Concerns over a lack of social distancing on crammed Adelaide trains have persisted, with boosted services failing to fix the issue despite a Government commitment for a resumption of the normal timetable.

Commuters on one early morning train from Salisbury were “nose to tail” according to ABC Radio Adelaide reporter Spence Denny, with the service leaving standing room only.

The lack of space comes days after South Australian Premier Steven Marshall promised an increased capacity of one train every 15 minutes during peak hour to reduce overcrowding.

Adelaide Metro’s services were reduced earlier this month after a mechanical fault was identified, taking 50 of the state’s 70 diesel engines out of use temporarily and forcing half-hourly trains on some lines.

“My understanding is they’ll all be back in service on Monday, and we’ll be back to those 15-minute time zones in the peak hours on those main lines,” Mr Marshall said on Friday.

SA Labor published several images on social media of passengers packed into trains on the Gawler line on Monday, but a Liberal spokesperson said trains ran every 15 minutes during peak hour on the line.

Commuters were packed on trains along the Gawler line on Monday.(Supplied: SA Labor)

Mr Marshall told reporters that he had not yet seen records of Monday’s services, but that “the reality is there are far more trains on our tracks in South Australia than there were last week”.

He said he was concerned about the images surfacing on social media, labelling it “a real issue”.

“What we saw last week was a lot of people getting on earlier or getting on later, and this really did spread that load, and we’re asking people to continue with this.”

Commuters express concern as Labor pushes for changes

One passenger told ABC Radio Adelaide that communication with commuters had been poor.

“I don’t think they’re being updated enough. They don’t really know what’s happening,” he said.

Opposition Leader Peter Malinauskas said the government needs to come up with alternative modes of transportation to reduce overcrowding.

“If the government isn’t able to go back to full operation of train services, as Steven Marshall committed to last Friday, then they need to have substitute bus services running to enable social distancing to take place on public transport, as Professor Nicola Spurrier recommended last week,” he said.

SA Health guidelines state a minimum distance of 1.5 metres should be kept between people, while enclosed spaces should leave four square metres for every one person.

In response to concerns aired last week, Chief Public Health Officer Nicola Spurrier said it would be safer for passengers to avoid public transport in some circumstances.

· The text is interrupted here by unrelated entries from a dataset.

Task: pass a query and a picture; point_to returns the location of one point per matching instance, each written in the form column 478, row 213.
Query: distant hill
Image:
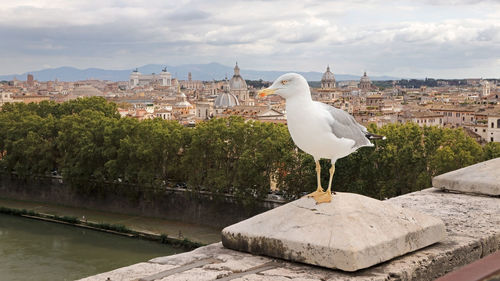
column 204, row 72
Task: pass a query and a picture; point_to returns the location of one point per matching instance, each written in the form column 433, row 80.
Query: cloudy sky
column 425, row 38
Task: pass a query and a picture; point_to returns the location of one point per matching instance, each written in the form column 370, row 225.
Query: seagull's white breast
column 309, row 126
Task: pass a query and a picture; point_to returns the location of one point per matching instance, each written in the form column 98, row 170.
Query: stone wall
column 182, row 205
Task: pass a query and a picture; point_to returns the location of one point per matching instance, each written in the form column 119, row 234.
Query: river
column 38, row 250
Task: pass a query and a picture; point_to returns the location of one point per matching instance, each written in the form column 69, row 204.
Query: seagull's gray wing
column 343, row 125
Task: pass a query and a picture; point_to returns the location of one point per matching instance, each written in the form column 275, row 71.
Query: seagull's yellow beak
column 266, row 92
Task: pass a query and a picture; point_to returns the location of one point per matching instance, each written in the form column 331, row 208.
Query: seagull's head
column 288, row 85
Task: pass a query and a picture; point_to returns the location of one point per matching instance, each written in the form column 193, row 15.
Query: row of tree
column 87, row 142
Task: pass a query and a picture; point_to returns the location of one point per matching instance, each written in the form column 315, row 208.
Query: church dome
column 237, row 82
column 86, row 91
column 365, row 78
column 226, row 100
column 364, row 82
column 328, row 75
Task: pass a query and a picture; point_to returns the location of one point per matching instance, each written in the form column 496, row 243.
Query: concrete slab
column 482, row 178
column 350, row 233
column 472, row 224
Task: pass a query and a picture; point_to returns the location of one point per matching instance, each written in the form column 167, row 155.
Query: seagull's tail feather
column 371, row 136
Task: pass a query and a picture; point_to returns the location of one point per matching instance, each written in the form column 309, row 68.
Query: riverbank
column 140, row 226
column 472, row 225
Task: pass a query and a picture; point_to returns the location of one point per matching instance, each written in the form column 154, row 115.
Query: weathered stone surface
column 472, row 224
column 350, row 233
column 129, row 273
column 483, row 178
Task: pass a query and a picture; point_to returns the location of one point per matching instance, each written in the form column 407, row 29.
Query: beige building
column 328, row 79
column 493, row 130
column 364, row 83
column 139, row 79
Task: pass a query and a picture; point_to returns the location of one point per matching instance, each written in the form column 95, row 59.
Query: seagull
column 321, row 130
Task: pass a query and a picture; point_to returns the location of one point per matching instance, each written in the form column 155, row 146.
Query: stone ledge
column 482, row 178
column 350, row 233
column 472, row 225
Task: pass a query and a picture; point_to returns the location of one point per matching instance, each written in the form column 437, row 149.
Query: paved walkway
column 193, row 232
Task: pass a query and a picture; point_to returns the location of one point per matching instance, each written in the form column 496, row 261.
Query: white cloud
column 404, row 38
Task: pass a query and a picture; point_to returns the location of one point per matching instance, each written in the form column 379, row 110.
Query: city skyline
column 443, row 39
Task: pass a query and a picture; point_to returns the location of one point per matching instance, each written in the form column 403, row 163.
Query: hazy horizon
column 448, row 39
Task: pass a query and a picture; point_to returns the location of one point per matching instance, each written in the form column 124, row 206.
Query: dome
column 226, row 100
column 365, row 78
column 328, row 75
column 182, row 100
column 237, row 82
column 87, row 91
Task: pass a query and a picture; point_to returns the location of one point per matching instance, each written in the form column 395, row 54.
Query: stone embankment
column 472, row 224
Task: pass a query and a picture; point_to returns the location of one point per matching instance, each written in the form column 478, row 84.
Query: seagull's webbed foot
column 316, row 193
column 326, row 197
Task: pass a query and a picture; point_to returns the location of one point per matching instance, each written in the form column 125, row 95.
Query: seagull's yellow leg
column 327, row 196
column 319, row 191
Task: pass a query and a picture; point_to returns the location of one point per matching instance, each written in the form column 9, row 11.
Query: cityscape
column 471, row 104
column 250, row 140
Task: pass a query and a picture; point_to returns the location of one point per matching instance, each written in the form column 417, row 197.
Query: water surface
column 38, row 250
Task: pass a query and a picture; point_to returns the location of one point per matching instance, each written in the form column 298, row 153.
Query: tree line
column 94, row 150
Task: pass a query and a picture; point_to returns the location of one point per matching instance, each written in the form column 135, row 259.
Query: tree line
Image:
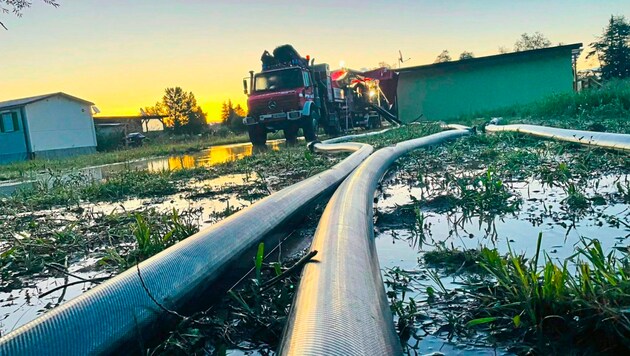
column 612, row 48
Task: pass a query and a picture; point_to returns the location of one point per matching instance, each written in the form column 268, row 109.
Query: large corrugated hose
column 120, row 313
column 601, row 139
column 341, row 307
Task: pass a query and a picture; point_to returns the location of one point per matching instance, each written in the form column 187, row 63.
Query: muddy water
column 19, row 306
column 212, row 156
column 401, row 241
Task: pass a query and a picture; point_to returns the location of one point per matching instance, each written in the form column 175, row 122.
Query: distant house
column 49, row 126
column 446, row 90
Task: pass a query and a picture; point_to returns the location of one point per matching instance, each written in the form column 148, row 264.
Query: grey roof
column 491, row 59
column 9, row 104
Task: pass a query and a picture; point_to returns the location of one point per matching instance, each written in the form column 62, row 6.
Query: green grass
column 120, row 239
column 527, row 305
column 158, row 146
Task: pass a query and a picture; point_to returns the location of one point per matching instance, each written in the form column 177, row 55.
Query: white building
column 48, row 126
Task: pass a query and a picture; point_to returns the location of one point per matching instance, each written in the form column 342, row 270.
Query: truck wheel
column 290, row 134
column 257, row 135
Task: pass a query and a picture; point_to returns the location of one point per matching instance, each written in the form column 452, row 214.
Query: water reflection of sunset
column 210, row 157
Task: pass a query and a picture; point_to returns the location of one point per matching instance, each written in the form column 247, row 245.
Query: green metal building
column 446, row 90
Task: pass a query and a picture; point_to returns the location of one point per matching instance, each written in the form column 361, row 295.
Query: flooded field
column 438, row 213
column 443, row 212
column 206, row 158
column 96, row 240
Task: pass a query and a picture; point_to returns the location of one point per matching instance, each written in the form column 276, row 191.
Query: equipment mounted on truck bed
column 291, row 92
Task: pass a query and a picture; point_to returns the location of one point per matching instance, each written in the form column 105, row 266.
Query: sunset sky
column 122, row 54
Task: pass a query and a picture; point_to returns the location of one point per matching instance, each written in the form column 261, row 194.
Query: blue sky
column 122, row 54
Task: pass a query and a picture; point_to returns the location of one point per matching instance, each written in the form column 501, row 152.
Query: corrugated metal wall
column 466, row 88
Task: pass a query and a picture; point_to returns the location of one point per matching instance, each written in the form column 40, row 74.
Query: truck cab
column 283, row 96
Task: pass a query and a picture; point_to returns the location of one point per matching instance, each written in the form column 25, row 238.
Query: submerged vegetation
column 543, row 305
column 512, row 301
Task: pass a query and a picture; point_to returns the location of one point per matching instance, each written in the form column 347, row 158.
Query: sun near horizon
column 122, row 56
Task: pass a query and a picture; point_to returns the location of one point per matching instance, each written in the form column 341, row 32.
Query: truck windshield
column 277, row 80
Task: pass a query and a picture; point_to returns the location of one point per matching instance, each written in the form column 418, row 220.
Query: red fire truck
column 293, row 93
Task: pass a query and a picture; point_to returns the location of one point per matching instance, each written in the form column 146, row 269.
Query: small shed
column 446, row 90
column 47, row 126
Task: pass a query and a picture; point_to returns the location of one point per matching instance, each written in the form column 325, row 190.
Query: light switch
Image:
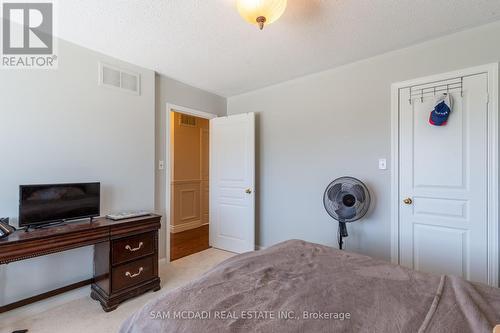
column 382, row 164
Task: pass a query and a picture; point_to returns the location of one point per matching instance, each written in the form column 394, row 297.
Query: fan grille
column 346, row 199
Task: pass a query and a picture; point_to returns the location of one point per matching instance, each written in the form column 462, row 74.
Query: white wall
column 174, row 92
column 335, row 123
column 60, row 126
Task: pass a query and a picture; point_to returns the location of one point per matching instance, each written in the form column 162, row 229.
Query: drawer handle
column 130, row 275
column 128, row 247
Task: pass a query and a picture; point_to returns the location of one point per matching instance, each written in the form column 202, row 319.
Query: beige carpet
column 86, row 315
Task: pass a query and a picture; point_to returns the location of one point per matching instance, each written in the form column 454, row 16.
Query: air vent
column 114, row 77
column 186, row 120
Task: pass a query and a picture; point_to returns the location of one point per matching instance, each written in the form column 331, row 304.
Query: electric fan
column 346, row 199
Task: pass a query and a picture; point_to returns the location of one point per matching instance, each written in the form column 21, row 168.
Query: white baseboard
column 186, row 226
column 33, row 309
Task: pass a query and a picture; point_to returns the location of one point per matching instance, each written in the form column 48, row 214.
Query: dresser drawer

Mr Marshall said public transport continued to be an issue globally during the coronavirus pandemic.

He pointed to National Cabinet waiting on advice from the Australian Health Protection Principal Committee about the best way to marry social distancing guidelines and public transport.

“This is a national issue — quite frankly, it’s an international issue — and we need some clarity,” he said.

“But as you would all know, right from day one, dealing with COVID-19, public transport has been an exemption from the restrictions.

“There’s been an exemption from transport as well … We’ve got to keep goods and services [moving] and we’ve got to keep people moving as well.”